A second tubing string 30 and first tubing string 32 are placed within the wellbore casing 12, both tubing strings extending through top packer 26. Second tubing string 30 terminates at a depth shallower in the wellbore than bottom packer 28. An annular-like injection fluid flow path 36 is created by the space bounded by the top packer packer 26, bottom packer 28, and within the well bore casing 12 exterior of either tubing string. First tubing string 32 further extends through bottom packer 28, terminating at a depth below bottom packer 28.

In a preferred embodiment, second tubing string 30 is supplied with pressured injection fluid from an injection fluid supply source (not shown). Injection fluid flows down second tubing string 30, exhausting from the terminus of the tubing string into the annular-like injection fluid flow path 36. Continual supply of high pressure injection fluid to the second tubing string 30 forces the injection fluid upward the annular flow path 36, toward the relatively lower pressured earth formation 10, through upper perforations 20. In the preferred embodiment of the present invention, the injection fluid is steam. When steam flows up the annular flow path 36 bounded by casing 12, thermal energy is conducted through the wellbore casing 12, and heating at least a portion of the earth formation 10 near the wellbore.

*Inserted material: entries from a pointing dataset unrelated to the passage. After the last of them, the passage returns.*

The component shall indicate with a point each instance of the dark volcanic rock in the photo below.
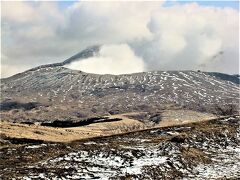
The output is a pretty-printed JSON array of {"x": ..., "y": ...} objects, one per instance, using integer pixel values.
[{"x": 69, "y": 91}]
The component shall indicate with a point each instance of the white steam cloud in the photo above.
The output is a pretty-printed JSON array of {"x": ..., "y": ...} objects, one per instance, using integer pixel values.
[
  {"x": 112, "y": 59},
  {"x": 136, "y": 36}
]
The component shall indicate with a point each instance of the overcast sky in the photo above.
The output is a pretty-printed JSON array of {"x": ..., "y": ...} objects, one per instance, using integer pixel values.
[{"x": 136, "y": 36}]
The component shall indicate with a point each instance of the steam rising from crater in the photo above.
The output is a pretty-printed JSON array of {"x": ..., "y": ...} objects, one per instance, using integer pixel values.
[
  {"x": 111, "y": 59},
  {"x": 136, "y": 36}
]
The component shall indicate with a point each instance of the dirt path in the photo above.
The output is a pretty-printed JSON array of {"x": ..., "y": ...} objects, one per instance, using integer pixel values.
[{"x": 51, "y": 134}]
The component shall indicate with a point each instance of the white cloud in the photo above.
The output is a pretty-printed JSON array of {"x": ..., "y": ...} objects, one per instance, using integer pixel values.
[
  {"x": 166, "y": 38},
  {"x": 112, "y": 59}
]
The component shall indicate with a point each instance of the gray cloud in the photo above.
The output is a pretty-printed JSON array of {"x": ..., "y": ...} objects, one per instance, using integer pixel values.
[{"x": 166, "y": 38}]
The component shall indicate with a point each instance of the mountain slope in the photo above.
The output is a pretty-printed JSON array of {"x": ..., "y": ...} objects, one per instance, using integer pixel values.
[{"x": 60, "y": 92}]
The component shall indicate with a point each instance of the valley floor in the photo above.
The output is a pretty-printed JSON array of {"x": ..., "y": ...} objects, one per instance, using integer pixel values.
[
  {"x": 199, "y": 150},
  {"x": 121, "y": 123}
]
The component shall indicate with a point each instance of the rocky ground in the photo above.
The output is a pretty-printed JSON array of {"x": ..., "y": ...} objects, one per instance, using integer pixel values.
[{"x": 203, "y": 150}]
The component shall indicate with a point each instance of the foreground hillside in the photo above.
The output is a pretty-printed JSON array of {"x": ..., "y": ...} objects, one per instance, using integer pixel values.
[{"x": 203, "y": 150}]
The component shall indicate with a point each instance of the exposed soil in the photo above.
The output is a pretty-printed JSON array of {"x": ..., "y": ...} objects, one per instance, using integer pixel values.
[
  {"x": 200, "y": 150},
  {"x": 65, "y": 131}
]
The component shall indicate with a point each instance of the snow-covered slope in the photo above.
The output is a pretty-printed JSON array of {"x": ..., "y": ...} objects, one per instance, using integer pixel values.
[{"x": 57, "y": 85}]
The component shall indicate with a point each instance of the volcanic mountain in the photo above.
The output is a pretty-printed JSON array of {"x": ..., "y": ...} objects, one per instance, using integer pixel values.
[{"x": 55, "y": 92}]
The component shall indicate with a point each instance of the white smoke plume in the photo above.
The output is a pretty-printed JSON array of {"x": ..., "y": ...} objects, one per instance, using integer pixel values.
[
  {"x": 112, "y": 59},
  {"x": 137, "y": 36}
]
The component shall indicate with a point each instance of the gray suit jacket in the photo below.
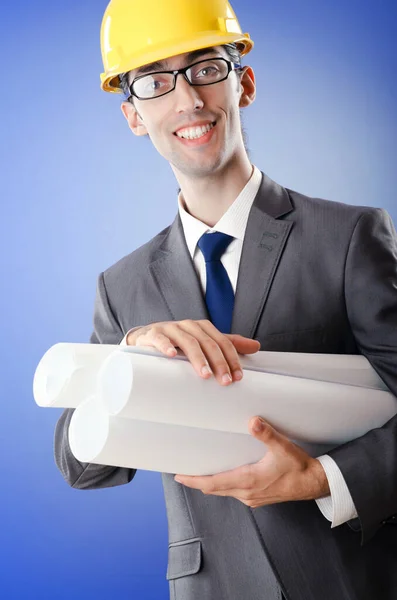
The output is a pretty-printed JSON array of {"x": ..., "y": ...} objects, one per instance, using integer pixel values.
[{"x": 315, "y": 276}]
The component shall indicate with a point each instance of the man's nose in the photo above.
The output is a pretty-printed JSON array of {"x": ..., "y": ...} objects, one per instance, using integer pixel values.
[{"x": 187, "y": 97}]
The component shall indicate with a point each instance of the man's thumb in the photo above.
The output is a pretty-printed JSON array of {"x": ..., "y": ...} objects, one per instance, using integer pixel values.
[{"x": 262, "y": 430}]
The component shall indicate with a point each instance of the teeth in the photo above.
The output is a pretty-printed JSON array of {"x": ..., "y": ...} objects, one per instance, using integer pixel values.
[{"x": 194, "y": 133}]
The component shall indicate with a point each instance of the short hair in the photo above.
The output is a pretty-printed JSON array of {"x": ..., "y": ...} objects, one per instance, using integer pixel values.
[{"x": 231, "y": 50}]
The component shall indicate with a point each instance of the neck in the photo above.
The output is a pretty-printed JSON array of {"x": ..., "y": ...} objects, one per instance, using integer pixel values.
[{"x": 208, "y": 198}]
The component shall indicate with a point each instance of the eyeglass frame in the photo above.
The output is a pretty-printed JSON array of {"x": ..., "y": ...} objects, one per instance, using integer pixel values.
[{"x": 232, "y": 66}]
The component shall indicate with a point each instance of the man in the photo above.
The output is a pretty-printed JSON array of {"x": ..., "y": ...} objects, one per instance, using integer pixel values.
[{"x": 246, "y": 258}]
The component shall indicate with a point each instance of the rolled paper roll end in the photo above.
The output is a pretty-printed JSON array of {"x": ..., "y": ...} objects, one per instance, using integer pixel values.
[{"x": 52, "y": 374}]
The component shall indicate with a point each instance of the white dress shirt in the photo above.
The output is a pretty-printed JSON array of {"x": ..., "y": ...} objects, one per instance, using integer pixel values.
[{"x": 338, "y": 507}]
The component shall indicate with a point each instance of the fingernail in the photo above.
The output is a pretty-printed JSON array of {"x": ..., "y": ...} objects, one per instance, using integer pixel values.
[
  {"x": 259, "y": 425},
  {"x": 206, "y": 371}
]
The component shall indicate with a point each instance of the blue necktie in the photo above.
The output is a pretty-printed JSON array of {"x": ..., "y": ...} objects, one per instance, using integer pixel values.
[{"x": 219, "y": 295}]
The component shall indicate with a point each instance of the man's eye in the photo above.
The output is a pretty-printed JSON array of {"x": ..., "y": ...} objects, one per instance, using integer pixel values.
[{"x": 207, "y": 72}]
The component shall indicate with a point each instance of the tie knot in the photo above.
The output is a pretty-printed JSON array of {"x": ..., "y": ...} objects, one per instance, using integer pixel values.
[{"x": 213, "y": 245}]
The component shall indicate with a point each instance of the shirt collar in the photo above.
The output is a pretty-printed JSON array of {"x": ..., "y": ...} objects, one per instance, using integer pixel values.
[{"x": 233, "y": 222}]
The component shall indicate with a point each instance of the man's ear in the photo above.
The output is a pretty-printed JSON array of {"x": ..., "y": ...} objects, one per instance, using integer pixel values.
[
  {"x": 135, "y": 121},
  {"x": 247, "y": 87}
]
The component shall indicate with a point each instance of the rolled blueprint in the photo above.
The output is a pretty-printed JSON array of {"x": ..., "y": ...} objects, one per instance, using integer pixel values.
[
  {"x": 67, "y": 373},
  {"x": 160, "y": 390},
  {"x": 95, "y": 437}
]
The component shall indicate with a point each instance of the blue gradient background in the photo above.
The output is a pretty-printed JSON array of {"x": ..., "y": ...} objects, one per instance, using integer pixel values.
[{"x": 79, "y": 192}]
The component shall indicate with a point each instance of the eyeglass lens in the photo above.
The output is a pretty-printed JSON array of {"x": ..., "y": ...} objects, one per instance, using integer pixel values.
[{"x": 201, "y": 73}]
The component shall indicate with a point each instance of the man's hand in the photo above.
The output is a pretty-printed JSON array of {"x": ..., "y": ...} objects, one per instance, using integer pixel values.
[
  {"x": 285, "y": 473},
  {"x": 208, "y": 350}
]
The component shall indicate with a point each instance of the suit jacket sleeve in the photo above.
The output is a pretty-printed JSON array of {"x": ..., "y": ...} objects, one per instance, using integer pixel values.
[
  {"x": 369, "y": 463},
  {"x": 84, "y": 475}
]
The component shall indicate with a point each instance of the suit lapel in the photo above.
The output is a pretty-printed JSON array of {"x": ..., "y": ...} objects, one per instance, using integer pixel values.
[
  {"x": 264, "y": 242},
  {"x": 175, "y": 277},
  {"x": 265, "y": 237}
]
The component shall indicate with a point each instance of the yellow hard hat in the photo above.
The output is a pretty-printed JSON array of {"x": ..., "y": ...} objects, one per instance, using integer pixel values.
[{"x": 138, "y": 32}]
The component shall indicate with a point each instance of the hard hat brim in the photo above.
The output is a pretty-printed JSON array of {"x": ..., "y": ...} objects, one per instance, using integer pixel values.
[{"x": 110, "y": 81}]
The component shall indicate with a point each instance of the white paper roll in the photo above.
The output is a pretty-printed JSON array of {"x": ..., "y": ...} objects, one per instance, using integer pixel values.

Hydrocarbon containing fluid located within the earth formation 10 near the wellbore casing, having now an elevated temperature and thus a lower viscosity over that naturally occurring in situ, will tend to flow along the heated flow path exterior of the casing 12. This heated flow path is formed near the wellbore casing 12 by heat conducted from steam flow in the annular-like flow path 36 on the interior of the casing 12, causing fluid to flow toward the relatively lower pressure region near lower perforations 22. In operation of the preferred embodiment, produced fluids comprising hydrocarbons and water including condensed steam enters from the earth formation 10 through lower casing perforations 22 to the interior of the wellbore casing 12 below bottom packer 28. Produced fluids are continously flowed into second tubing string 32 and up the tubing string to surface facilities (not shown) for separation and further processing.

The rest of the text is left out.